Your Questions, Answered: Finances with Your Spouse
On this week’s episode of Your Questions, Answered Suzanne Wheeler and Brian Leitner discuss finances within your household, and answer the following question:
“How do I get my wife more involved in our finances?”
Do you have questions you’d like answered? Email them to [email protected], and we’ll provide answers.
Brian Leitner: You have questions, we have answers. Back with another quick clip. And today I’m joined by Suzanne Wheeler, a senior wealth advisor in our Amarillo, Texas office. Suzanne, thanks for being here today.
Suzanne Wheeler: Thank you for including me.
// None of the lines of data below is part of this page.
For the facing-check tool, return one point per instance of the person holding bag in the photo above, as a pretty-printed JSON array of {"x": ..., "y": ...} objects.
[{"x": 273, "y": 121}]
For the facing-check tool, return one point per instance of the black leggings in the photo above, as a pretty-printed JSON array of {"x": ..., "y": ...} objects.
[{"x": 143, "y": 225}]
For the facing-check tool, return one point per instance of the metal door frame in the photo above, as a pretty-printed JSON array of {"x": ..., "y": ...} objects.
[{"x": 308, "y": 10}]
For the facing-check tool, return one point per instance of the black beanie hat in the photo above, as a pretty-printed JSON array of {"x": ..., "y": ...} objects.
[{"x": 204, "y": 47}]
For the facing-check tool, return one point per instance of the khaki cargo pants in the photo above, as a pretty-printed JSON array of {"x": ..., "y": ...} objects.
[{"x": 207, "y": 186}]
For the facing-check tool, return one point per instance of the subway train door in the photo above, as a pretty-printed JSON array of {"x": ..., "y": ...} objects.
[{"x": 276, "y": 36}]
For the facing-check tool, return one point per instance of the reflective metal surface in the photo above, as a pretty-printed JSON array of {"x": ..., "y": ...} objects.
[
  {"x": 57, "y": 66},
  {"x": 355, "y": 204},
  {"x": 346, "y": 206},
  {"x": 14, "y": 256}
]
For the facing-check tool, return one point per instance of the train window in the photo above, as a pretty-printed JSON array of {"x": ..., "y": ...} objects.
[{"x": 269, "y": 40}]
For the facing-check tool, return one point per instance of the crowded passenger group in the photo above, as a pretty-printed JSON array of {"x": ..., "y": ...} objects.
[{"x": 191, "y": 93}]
Brian: So Suzanne, we had a question that came in recently. It is by a husband and he doesn’t give his age, but he’s sort of the financial spouse in the relationship and his wife is the nonfinancial spouse. And he’s at the point where I believe he’s getting older and he’s concerned that his wife really wouldn’t know what to do, where to turn as it relates to their finances, if he’s no longer around. I’m sure you’ve seen this situation before. I think it’s sort of common. But you know, what’s your advice and thoughts around this to help this individual?
Suzanne: You know, it is a very common situation, and I think it’s as we are building careers and raising children, you have to divide and conquer as far as what goes on in the household. And so, you know, when there is more time, we forget about engaging the other spouse. And so, I think it’s very important. I mean, Brian, you do it with your household. I know you’ve talked about you had the fire drill.
Suzanne: And it’s an annual basis and I feel like it’s on Christmas or New Year’s Eve or
something, but which is a kind of an odd time, but not surprising for you, but, it’s a wonderful thing to do because you never know when the situation is going to come up, that you have to step in and be the decision maker. And so I think it’s nice to engage, the spouse, whether it’s the husband or the wife, whoever is not engaged. And at least, you know, have them commit to a one meeting so they can get to know the advisor and create their own relationship and know where the accounts are being held. Know who’s managing, where, what properties do you have. And what I always say is don’t sign something that you don’t know about it. You need to know about that property.
Brian: I think when we look at couples, the reality is it’s not his plan or for plan or something of that nature. It’s their plan. And so even if there is a non-financial spouse that’s not interested in understanding A, B, and C. At the same time, they can’t have their head in the sand and they really need to know at a minimum, you know, some of the information that’s there, where it turn and have at least a high level idea of what the plan actually is. And I know that you do something a bit unique in your own practice when working with that, Non-financial spouse. You want to comment on that?
Suzanne: Sure. A lot of times I find that it’s helpful if you have separate meetings. Because maybe some of the questions that aren’t asked that need to be asked because somebody feels like, it sounds like a stupid question, which I hate when they say that because what if I don’t know the answer? But, I prepare a glossary for that non-engaged person. And I try to meet with them on an individual basis to hear what their concerns are. Do they know where their documents are? Do they know what the plan looks like? And some of that is visual, not everybody, you know, looks at numbers and knows what they need. But what’s the flow? What would happen if something happened to my husband? Who should I call first? What documents do I need? And what does that do to our plan? So having that knowledge really helps.
Brian: Suzanne, that’s great. I mean, communication is obviously critical and then not only having your financial planning order, but having a plan to understand, you know, if the financial spouse is no longer around or frankly, as we all get older, we get to be forgetful and things of that nature. Just a good idea to have a plan today to help you execute on your actual financial plan. Right?
Suzanne: Exactly. Exactly. A tailored approach.
Brian: Thank you very much for being here. Thanks for answering the question. We appreciate your expertise.
Suzanne: Thank you for including me and take care.